Łatwiej byłoby biec słoneczną aleją,
niż wspinać wąskim szlakiem pod górę.
Proste drogi prowadzą do miejsc pełnych rozdroży.
Moja urywa po słowie być może.
Stojąc nad wyrwą w zdaniu rozkładam ramiona.
Notuję coś w zeszycie.
Zapisałem już tyle myśli,
że mógłby myśleć za mnie.
Z każdą minutą walę coraz mocniej
w ten cholerny fortepian.
od Kakofonii
przewracają się ściany i wali dach świata-
znów stoję na polanie. Jedynie zarys nędznej sylwetki
świadczy, że kiedyś byłem.
Zupełność życia to jeszcze nie jego pełnia.

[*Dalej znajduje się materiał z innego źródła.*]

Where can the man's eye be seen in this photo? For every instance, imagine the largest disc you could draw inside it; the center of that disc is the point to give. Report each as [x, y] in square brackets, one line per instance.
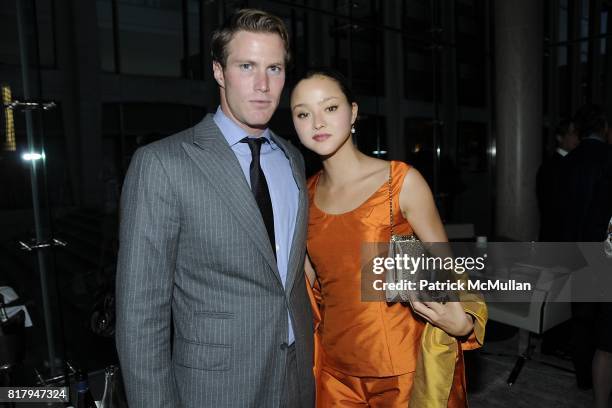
[276, 69]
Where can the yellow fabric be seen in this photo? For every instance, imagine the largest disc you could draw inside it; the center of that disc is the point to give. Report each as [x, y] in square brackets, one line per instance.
[376, 339]
[433, 379]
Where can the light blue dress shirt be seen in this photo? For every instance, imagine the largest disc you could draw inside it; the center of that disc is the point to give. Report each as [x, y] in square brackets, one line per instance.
[281, 184]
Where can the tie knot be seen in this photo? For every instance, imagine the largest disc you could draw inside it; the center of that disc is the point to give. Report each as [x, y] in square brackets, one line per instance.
[254, 143]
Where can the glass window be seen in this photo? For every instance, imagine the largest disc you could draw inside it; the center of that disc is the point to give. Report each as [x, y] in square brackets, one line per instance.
[371, 135]
[151, 37]
[471, 61]
[38, 20]
[106, 37]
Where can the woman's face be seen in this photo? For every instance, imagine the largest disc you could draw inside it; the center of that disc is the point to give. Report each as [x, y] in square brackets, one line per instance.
[322, 116]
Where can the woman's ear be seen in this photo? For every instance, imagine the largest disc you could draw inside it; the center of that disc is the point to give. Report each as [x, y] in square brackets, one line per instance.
[354, 111]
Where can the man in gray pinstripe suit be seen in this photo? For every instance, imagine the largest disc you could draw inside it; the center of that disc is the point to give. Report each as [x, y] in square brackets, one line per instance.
[212, 309]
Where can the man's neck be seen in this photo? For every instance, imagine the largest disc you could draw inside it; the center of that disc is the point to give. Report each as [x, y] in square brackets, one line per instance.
[251, 131]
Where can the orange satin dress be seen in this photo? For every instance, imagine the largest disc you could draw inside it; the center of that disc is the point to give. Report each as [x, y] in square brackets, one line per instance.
[365, 352]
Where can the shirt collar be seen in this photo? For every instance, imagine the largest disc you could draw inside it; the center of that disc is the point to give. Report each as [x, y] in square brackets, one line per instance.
[232, 132]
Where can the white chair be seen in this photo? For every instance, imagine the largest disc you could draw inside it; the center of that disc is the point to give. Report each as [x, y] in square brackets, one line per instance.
[547, 306]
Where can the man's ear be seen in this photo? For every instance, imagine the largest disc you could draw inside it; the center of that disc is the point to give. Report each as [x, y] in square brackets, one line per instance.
[218, 74]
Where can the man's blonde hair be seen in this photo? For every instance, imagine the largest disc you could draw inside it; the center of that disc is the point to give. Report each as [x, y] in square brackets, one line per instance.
[251, 20]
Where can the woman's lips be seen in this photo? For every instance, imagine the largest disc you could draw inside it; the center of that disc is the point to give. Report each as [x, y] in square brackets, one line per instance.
[261, 103]
[320, 137]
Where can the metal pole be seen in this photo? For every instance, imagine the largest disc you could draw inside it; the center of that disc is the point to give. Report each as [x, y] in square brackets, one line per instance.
[23, 53]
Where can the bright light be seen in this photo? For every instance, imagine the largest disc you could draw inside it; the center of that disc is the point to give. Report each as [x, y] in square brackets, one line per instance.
[32, 156]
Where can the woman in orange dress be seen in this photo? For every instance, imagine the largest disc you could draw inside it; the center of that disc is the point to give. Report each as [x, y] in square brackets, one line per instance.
[372, 353]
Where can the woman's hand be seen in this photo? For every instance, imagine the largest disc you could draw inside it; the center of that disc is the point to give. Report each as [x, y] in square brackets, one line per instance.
[449, 317]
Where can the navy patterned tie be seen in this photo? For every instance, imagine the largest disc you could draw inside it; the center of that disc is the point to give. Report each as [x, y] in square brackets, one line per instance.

Pełnia życia to umiejętność dryfowania.
***Pierwotna wersja***
jednak nigdy nie wyrwę jej lizaka.
Jest na to zbyt szybka.
Czasem tylko podkręcam płomyk pod słowami.
Wtedy ciepło rozchodzi się po całej duszy,
i dochodzi do miejsc, z których nie zdawałem sobie nawet sprawy.

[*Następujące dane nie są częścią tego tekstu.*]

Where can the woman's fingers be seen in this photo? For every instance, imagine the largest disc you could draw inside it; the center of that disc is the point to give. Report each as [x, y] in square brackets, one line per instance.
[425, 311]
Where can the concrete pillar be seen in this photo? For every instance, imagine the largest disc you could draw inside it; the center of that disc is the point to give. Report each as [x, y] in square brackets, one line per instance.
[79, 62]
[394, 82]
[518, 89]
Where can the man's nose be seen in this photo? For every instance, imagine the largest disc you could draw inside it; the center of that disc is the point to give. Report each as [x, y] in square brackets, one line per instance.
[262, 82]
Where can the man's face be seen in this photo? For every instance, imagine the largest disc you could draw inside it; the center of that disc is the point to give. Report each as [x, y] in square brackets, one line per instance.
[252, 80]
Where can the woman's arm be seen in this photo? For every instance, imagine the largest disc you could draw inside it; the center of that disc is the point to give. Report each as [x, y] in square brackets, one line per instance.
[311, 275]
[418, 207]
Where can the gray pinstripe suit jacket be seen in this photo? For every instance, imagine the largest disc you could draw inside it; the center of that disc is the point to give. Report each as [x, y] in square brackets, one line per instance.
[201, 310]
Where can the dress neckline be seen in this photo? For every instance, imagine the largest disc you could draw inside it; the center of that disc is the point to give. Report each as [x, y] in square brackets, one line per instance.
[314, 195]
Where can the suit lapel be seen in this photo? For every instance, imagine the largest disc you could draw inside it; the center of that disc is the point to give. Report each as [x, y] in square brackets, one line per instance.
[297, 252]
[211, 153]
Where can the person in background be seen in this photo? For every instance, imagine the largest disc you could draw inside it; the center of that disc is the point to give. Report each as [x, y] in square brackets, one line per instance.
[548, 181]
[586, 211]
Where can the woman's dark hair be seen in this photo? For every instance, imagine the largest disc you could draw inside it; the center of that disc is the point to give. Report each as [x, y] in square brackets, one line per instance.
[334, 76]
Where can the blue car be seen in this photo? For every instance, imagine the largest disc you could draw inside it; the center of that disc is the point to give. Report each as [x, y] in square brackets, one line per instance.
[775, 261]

O ileż łatwiej byłoby biec jedną ze słonecznych alei,
niż wspinać się wąskim szlakiem pod górę.
Proste drogi prowadzą do miejsc pełnych rozdroży.
Ścieżka, którą idę, urywa się po słowie być może.

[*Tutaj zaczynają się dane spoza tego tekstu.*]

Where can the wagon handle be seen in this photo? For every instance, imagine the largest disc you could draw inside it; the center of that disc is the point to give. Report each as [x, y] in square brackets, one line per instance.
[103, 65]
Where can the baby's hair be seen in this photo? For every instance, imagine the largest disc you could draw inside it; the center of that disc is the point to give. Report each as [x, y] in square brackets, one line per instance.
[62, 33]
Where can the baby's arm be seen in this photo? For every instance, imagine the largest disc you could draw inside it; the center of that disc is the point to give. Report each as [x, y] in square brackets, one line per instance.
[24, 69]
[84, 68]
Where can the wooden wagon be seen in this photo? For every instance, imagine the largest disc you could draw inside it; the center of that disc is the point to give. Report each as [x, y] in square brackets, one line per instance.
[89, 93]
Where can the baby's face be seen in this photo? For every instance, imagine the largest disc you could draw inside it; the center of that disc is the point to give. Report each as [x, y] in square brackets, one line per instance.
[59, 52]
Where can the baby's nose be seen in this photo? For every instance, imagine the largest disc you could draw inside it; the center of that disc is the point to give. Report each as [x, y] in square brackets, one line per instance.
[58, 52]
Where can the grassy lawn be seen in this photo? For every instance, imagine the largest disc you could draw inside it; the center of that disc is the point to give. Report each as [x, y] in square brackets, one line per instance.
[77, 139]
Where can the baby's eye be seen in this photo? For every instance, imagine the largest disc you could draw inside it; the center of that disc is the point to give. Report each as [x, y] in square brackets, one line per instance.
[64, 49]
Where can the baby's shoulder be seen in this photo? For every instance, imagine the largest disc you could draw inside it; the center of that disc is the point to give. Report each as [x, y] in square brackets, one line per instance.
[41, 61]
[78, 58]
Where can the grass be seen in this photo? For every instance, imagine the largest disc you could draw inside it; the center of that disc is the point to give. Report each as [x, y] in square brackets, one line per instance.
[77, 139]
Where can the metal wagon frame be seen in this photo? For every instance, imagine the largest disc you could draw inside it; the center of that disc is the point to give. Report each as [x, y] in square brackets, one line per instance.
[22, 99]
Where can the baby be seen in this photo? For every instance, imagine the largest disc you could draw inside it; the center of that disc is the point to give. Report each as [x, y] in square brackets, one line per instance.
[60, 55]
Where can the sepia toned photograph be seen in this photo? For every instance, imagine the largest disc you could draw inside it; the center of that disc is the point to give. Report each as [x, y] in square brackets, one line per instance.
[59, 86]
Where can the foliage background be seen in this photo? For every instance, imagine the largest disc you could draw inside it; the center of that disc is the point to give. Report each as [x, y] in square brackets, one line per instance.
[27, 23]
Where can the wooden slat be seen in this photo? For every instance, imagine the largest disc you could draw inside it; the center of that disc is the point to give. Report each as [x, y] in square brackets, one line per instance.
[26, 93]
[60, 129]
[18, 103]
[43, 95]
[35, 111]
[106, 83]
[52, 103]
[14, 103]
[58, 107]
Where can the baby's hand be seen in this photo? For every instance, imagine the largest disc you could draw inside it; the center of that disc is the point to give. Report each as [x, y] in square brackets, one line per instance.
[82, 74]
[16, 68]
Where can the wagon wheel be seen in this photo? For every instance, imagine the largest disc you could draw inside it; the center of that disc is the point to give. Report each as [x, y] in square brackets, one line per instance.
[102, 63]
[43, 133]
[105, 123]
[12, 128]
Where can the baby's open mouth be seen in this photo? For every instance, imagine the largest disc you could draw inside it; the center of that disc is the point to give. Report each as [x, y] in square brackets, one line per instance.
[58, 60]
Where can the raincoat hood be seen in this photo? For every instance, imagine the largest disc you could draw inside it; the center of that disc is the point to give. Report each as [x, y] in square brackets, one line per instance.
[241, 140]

Stojąc nad wyrwą w zdaniu rozkładam ramiona pełne rąk.
Dłońmi pełnymi palców notuję coś w zeszycie.
Zapisałem w nim już tyle myśli,
że powinien zacząć myśleć za mnie.
Z każdą minutą walę coraz mocniej
w ten cholerny fortepian, aż od kakofonii dźwięków
przewracają się ściany i zapada dach świata-
znów stoję na polanie. Jedynie zarys mojej nędznej sylwetki
świadczy o tym, że kiedyś byłem.
Zupełność życia to jeszcze nie jego pełnia.
Pełnia życia to umiejętność dryfowania.
Ilość odsłon: 2151
Komentarze
Leszek.J
grudzień 05, 2020 20:21
Jest tu pewna nutka filozofii i psychologii, wszystko podane tak że nie będę stawiać kategoryczne go osądu.
Wiersz broni się sam
Pozdrawiam
Konto usunięte
grudzień 05, 2020 12:36
no, przyjazne porty nie tworzą się ot tak, od razu i z niczego ;)
Unikat
grudzień 05, 2020 11:34
Czyli coś w stylu:
Jeszcze raz będziesz wbijał gwoździe moimi skarpetkami, to ci połamię prześcieradło ?;->
Konto usunięte
grudzień 05, 2020 10:36
przyjazne porty to takie, które były noszone tak długo, że nawet po zdjęciu zachowują twoje kształty ;))
Unikat
grudzień 05, 2020 10:19
drqueen: tu na poetyckich forach mam to wszystko, może poza przyjaznymi portami ;)
Dzięki za zajrzenie.
Konto usunięte
grudzień 05, 2020 09:26
dryfowanie to chyba ciut za mało na pełnię życia. a gdzie pełne żagle, nowe lądy, przygody, burze, piraci i przyjazne porty?